L’autorité compétente doit toujours, avant de prendre une mesure de police, s’interroger
sur le caractère excessif, ou pas, de la mesure par rapport au risque de trouble à l’ordre
public CE, 19 mai 1933, Benjamin, n° 17413 et 17520).
Les arrêtés municipaux « doivent être adaptées, nécessaires et proportionnées au
regard des seules nécessités de l’ordre public, [..] Il n’appartient pas au maire de se
fonder sur d’autres considérations et les restrictions qu’il apporte aux libertés doivent
être justifiées par des risques avérés d’atteinte à l’ordre public » (CE, réf., 19 janv.
2014, Min. de l'intérieur c/ Sté Les Productions de la Plume (affaire Dieudonné), n°
374508).
Ainsi si le maire a le pouvoir de prendre un tel arrêté, elle n’est légale que si elle est
« adaptée, nécessaire et proportionnée » pour assurer l’objectif de maintien de la
sécurité dans la commune.
En l’espèce, cet arrêté municipal prise par le maire de la commune de Jupiter le 24
février 2019 est une mesure de police qui restreint la liberté.
Ainsi au titre de la proportionnalité, cette mesure de police ne doit pas créer
d’interdiction générale et absolue et être adaptée au but poursuivi.
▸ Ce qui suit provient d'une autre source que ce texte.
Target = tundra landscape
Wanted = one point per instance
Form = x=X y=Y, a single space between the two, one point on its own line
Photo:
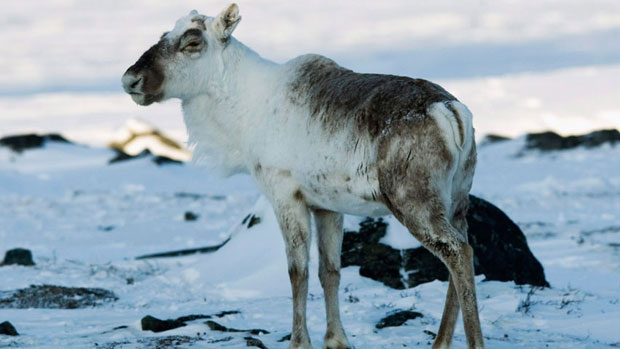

Une mesure
disproportionnée par rapport à l’objectif poursuivi pourra être annulée.
En l’espèce, la proportionnalité de cet arrêté municipal par lequel le maire d’une
commune a interdit la pratique de la trottinette dans toute sa commune est discutable :

En effet,

- cet arrêté prévoit une interdiction générale d’accès de circulation à trottinette dans
toute la commune sans distinguer par exemple si cette interdiction concerne la voie
publique ou les trottoirs.

- Toutes les trottinettes sont cernées sans autre précision, comme en distinguant les
trottinettes électriques, des non électriques.

- de plus, cet arrêté n’est pas limité dans le temps.

La proportionnalité de la peine peut également être invoquée pour contester la légalité


de l’arrêté car l’arrêté municipal en prévoyant une contravention de 135 euros est une
contravention de 2ème classe non conforme à l'article R-610-5 du code pénal qui dispose
que "la violation des interdictions ou le manquement aux obligations édictées par les
décrets et arrêtés de police sont punis de l'amende prévue pour les contraventions de
la première classe".

Ainsi des mesures moins restrictives auraient peut-être envisager pour assurer la
sécurité des personnes âgées, en limitant cette interdiction de circulation des trottinette
électronique et sur les trottoirs uniquement.

Ces arguments pourraient servir de base à une ou plusieurs actions contentieuses.

II. Les actions contentieuses envisageables

Ainsi, il convient envisager l’introduction d’un ou plusieurs recours contentieux contre


cette décision.

En premier lieu, la procédure contentieuse « normale » est le recours en annulation qui


permet d’obtenir la disparition rétroactive de la décision visée devant le tribunal
administratif.

Ce recours doit être introduit dans un délai de deux mois suivant la publication de
l’arrêté en cause.
En l’espère, Andromaque peut utiliser cette voie d’action dans la mesure où elle est
dans le délai de deux mois, l’arrêté municipal ayant été pris le 24 février 2019 et sa
contravention prise quelques jours plus tard.

Cette procédure au fond est cependant assez longue dans l’attente de la décision du
juge la décision litigieuse continue à produire ses effets.

En parallèle, Andromaque pourrait alors introduire une procédure d’urgence, un recours


en référé et obtenir la suspension de la décision litigieuse. La légalité de cet arrêt étant
contestable dans la mesure où elle porte une atteinte grave et manifestement illégale à
une liberté fondamentale, comme la liberté d’aller et venir et de circulation.